(October 18, 2012)--Many of the wounded soldiers and families of those killed in the 2009 Fort Hood shooting rampage say they aren't the benefits they need because the government hasn't declared the massacre a terrorist attack.
A group of about 160 people affected by the shooting on the Texas Army post released a video Thursday expressing their frustration.
Staff Sgt. Shawn Manning, who was shot six times in the Nov. 5, 2009 rampage at the post's Soldier Readiness Center, says he's upset that the Defense Department has referred to the shooting as workplace violence.

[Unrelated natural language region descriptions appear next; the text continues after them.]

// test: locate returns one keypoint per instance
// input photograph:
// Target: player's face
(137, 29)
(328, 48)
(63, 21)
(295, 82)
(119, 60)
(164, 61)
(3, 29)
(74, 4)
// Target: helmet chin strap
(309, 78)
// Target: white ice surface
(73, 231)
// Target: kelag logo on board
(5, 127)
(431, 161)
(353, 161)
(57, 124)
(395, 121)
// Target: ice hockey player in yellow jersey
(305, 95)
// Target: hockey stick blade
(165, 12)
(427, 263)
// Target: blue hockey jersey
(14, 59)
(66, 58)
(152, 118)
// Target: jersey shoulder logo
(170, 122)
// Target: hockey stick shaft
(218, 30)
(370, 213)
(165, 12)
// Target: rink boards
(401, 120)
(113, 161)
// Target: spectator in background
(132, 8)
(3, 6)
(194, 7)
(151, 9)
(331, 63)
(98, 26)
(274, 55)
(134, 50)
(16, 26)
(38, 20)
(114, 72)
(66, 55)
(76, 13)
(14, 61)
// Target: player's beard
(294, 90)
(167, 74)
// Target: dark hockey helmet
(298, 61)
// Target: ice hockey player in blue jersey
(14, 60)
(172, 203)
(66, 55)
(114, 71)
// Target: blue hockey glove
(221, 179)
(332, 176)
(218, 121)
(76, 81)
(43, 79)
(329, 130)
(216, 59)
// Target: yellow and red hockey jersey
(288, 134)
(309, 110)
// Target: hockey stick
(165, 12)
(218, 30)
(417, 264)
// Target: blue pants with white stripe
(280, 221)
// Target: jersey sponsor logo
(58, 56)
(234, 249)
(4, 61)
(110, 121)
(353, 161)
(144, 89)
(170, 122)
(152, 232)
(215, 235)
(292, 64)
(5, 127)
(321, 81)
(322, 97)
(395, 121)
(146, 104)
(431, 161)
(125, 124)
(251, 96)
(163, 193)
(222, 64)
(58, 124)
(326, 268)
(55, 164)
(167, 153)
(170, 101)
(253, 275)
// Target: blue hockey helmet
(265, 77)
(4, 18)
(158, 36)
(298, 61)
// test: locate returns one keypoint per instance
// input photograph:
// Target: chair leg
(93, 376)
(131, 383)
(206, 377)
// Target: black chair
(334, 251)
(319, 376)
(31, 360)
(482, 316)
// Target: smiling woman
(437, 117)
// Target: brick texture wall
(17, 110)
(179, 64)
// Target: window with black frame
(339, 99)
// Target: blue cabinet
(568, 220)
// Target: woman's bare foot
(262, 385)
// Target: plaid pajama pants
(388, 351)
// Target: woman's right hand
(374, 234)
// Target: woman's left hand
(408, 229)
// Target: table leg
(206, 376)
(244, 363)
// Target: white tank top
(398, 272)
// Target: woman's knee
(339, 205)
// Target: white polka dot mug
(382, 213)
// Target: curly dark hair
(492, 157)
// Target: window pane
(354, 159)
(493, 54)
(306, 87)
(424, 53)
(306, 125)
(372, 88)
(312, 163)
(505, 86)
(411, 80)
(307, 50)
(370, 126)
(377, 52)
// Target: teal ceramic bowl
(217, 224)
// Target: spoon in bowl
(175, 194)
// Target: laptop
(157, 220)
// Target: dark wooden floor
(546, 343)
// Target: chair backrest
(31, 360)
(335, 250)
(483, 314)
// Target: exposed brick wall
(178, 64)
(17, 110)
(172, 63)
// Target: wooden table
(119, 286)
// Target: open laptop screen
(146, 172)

Samuel Ray Jr., a former Fort Hood police officer who was on base the day of the shooting, says "workplace violence" is a disrespectful term.

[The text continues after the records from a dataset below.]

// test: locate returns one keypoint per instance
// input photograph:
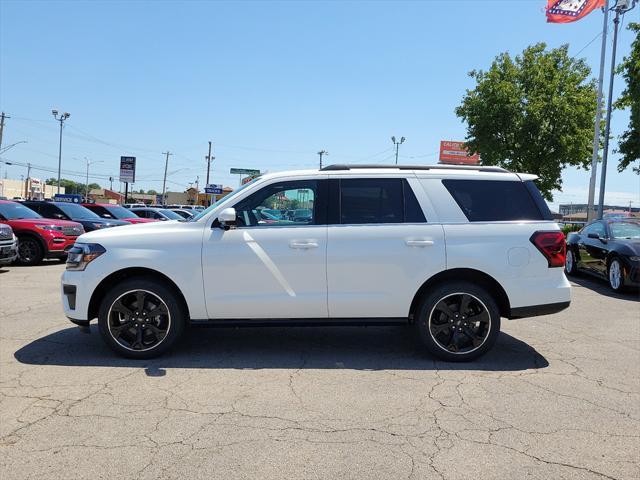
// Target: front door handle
(419, 243)
(303, 244)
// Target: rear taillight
(552, 245)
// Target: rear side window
(496, 200)
(378, 200)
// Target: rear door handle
(303, 244)
(419, 243)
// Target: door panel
(375, 270)
(276, 272)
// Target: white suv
(449, 250)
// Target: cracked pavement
(558, 397)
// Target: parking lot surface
(558, 397)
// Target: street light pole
(321, 153)
(397, 144)
(622, 6)
(86, 186)
(61, 119)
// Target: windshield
(223, 199)
(170, 214)
(77, 211)
(625, 230)
(120, 212)
(15, 211)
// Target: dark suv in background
(74, 212)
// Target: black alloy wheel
(30, 251)
(141, 318)
(459, 322)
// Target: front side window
(378, 200)
(598, 228)
(292, 203)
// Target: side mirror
(227, 218)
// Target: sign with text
(214, 189)
(244, 171)
(67, 198)
(455, 153)
(128, 169)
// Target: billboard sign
(214, 189)
(455, 153)
(244, 171)
(67, 198)
(128, 169)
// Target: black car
(72, 211)
(609, 249)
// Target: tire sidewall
(621, 287)
(437, 294)
(37, 258)
(168, 295)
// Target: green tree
(533, 113)
(629, 145)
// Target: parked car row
(33, 230)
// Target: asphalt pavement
(557, 398)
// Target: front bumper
(8, 252)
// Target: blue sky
(270, 83)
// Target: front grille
(72, 231)
(6, 233)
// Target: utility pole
(2, 117)
(596, 130)
(209, 158)
(61, 119)
(321, 153)
(622, 6)
(397, 144)
(164, 182)
(26, 183)
(86, 186)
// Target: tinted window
(15, 211)
(494, 200)
(597, 227)
(291, 203)
(378, 200)
(77, 211)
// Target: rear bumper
(537, 310)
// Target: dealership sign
(214, 189)
(128, 169)
(455, 153)
(67, 198)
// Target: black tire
(570, 266)
(615, 265)
(137, 333)
(30, 251)
(445, 325)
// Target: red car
(38, 237)
(107, 210)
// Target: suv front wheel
(141, 318)
(458, 321)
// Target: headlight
(57, 228)
(81, 254)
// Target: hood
(29, 222)
(139, 220)
(107, 235)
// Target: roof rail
(415, 167)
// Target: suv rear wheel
(30, 251)
(141, 318)
(458, 321)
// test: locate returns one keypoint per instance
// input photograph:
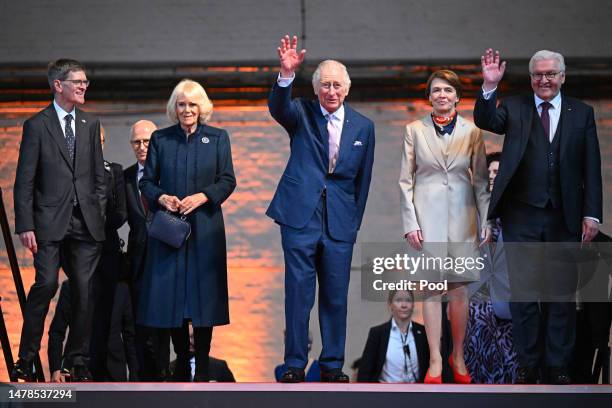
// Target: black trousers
(78, 254)
(181, 341)
(544, 331)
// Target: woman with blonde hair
(188, 171)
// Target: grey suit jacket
(443, 197)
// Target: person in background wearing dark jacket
(109, 268)
(396, 351)
(152, 344)
(121, 350)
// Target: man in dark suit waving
(152, 344)
(319, 204)
(60, 199)
(548, 189)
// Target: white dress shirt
(554, 114)
(61, 114)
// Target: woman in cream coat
(443, 184)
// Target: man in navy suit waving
(319, 205)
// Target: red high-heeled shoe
(459, 378)
(432, 380)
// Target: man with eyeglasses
(548, 189)
(319, 205)
(60, 199)
(152, 344)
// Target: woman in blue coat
(188, 170)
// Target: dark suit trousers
(310, 253)
(544, 331)
(152, 345)
(78, 255)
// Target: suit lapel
(458, 140)
(55, 129)
(81, 138)
(564, 120)
(526, 123)
(430, 137)
(347, 137)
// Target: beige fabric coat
(443, 186)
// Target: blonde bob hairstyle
(194, 91)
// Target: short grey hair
(316, 76)
(547, 55)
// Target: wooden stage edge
(321, 387)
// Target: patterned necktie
(145, 204)
(70, 139)
(334, 142)
(546, 118)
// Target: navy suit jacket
(306, 175)
(580, 162)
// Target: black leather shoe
(22, 370)
(558, 376)
(526, 375)
(80, 373)
(293, 375)
(335, 375)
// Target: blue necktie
(70, 139)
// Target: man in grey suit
(60, 201)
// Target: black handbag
(169, 228)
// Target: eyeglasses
(548, 75)
(78, 82)
(136, 143)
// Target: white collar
(555, 102)
(61, 113)
(338, 114)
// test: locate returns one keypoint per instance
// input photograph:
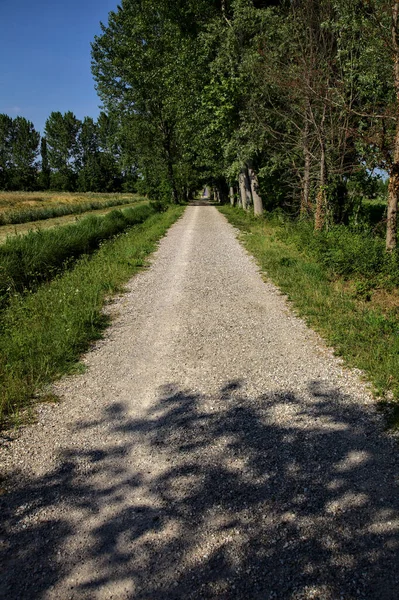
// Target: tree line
(72, 155)
(287, 103)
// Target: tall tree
(63, 150)
(6, 129)
(25, 149)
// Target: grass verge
(27, 214)
(44, 334)
(363, 332)
(29, 260)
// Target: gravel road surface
(214, 448)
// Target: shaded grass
(29, 260)
(44, 334)
(364, 334)
(39, 208)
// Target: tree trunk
(248, 193)
(257, 199)
(305, 193)
(245, 189)
(321, 198)
(393, 188)
(231, 195)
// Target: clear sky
(45, 57)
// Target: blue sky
(45, 56)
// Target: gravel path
(214, 448)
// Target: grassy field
(323, 278)
(24, 207)
(28, 261)
(7, 231)
(43, 334)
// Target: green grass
(27, 261)
(34, 213)
(44, 334)
(364, 333)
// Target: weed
(29, 260)
(44, 334)
(306, 266)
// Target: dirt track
(214, 448)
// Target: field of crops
(53, 285)
(24, 207)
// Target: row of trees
(292, 101)
(78, 155)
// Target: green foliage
(18, 152)
(44, 334)
(362, 333)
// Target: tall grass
(29, 260)
(33, 213)
(43, 334)
(306, 267)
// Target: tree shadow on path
(269, 497)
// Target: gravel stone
(213, 448)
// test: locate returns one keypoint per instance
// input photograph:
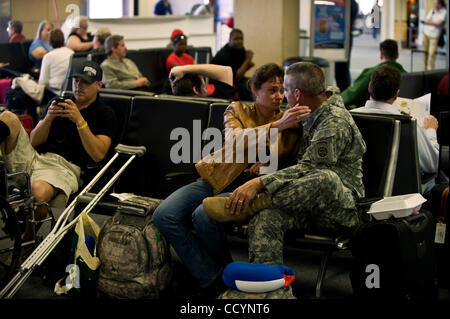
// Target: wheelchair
(16, 208)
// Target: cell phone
(58, 100)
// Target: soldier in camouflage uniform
(317, 194)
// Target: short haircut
(41, 27)
(185, 86)
(389, 48)
(234, 31)
(102, 34)
(81, 20)
(266, 73)
(112, 42)
(16, 25)
(384, 83)
(307, 77)
(56, 38)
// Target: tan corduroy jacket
(241, 115)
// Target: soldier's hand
(241, 197)
(254, 169)
(292, 117)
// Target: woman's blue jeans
(204, 252)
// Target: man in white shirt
(432, 29)
(384, 89)
(55, 63)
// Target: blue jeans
(204, 252)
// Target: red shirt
(174, 59)
(17, 37)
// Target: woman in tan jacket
(205, 252)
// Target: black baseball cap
(89, 71)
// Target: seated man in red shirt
(179, 55)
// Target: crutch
(61, 227)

"The people I saw were laying on the floor dead. They didn't have a chance or an opportunity to run. Where they fell...they died," Ray said.

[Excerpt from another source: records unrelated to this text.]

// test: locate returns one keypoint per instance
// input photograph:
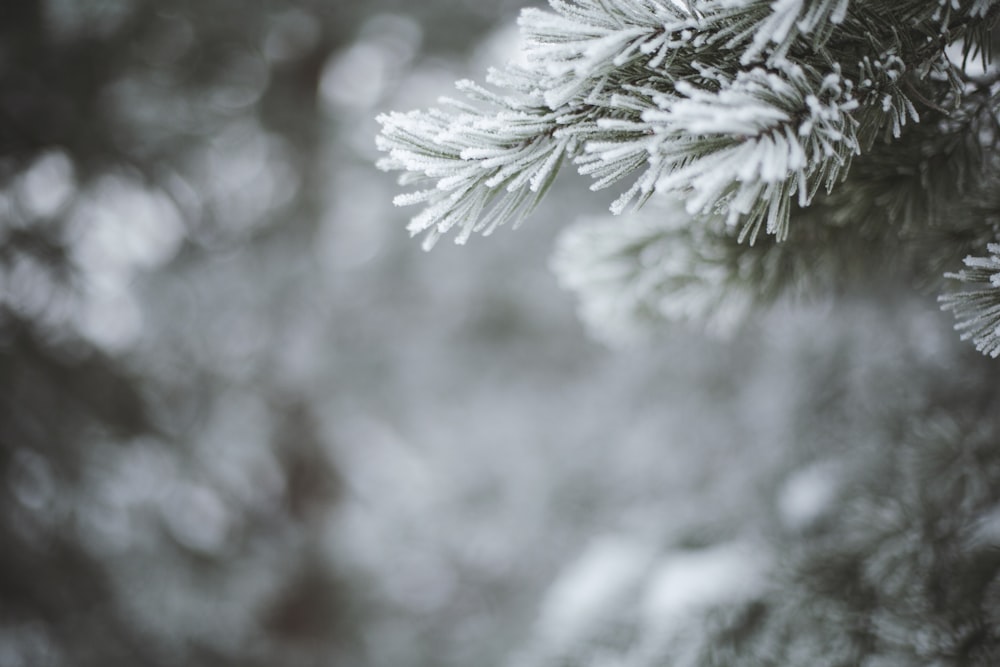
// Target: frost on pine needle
(632, 275)
(978, 309)
(748, 111)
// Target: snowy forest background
(244, 420)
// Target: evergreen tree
(780, 147)
(793, 133)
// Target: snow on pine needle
(739, 105)
(978, 309)
(485, 167)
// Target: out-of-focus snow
(686, 582)
(592, 589)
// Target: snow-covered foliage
(978, 309)
(745, 110)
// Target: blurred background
(244, 420)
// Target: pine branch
(978, 309)
(742, 106)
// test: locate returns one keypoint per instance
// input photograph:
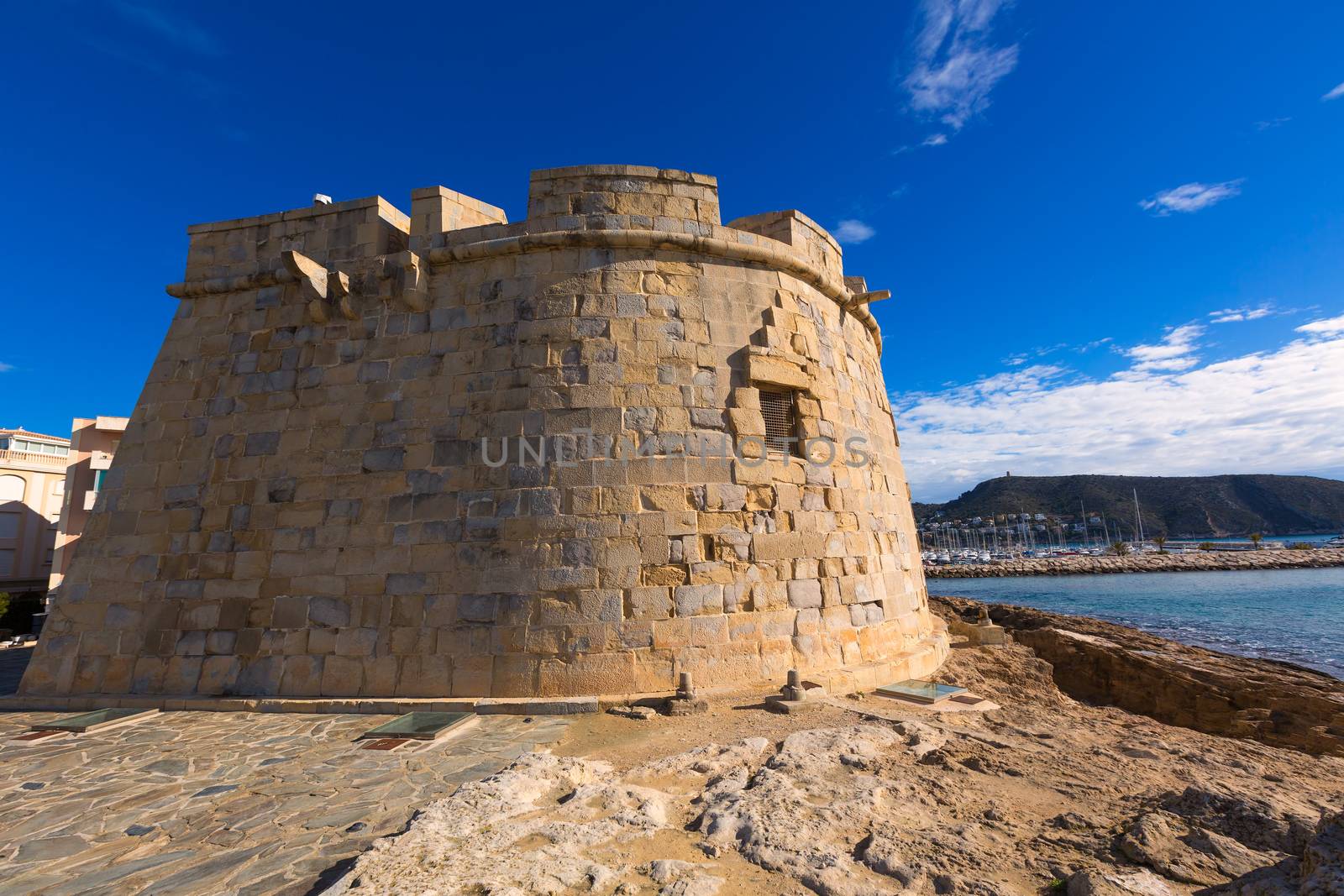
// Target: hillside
(1179, 506)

"To call it 'workplace violence,' is extremely disrespectful. It's disrespectful to the people that died that day, and to the people who put their lives on the line to stop Hasan," Ray said.
Survivors in the video say soldiers injured or killed deserve fair benefits and Purple Heart eligibility, but they say that won't happen until the shooting is declared a terrorist attack.
On October 10th, Rep. John Carter and Rep. Michael McCaul sent letters to the Secretary of Defense and the Secretary of the Army. They requested better benefits and Purple Heart eligibility for soldiers injured during the shooting.
Accused gunman Maj. Nidal Hasan, an American-born Muslim, faces the death penalty if convicted in the rampage that killed 13.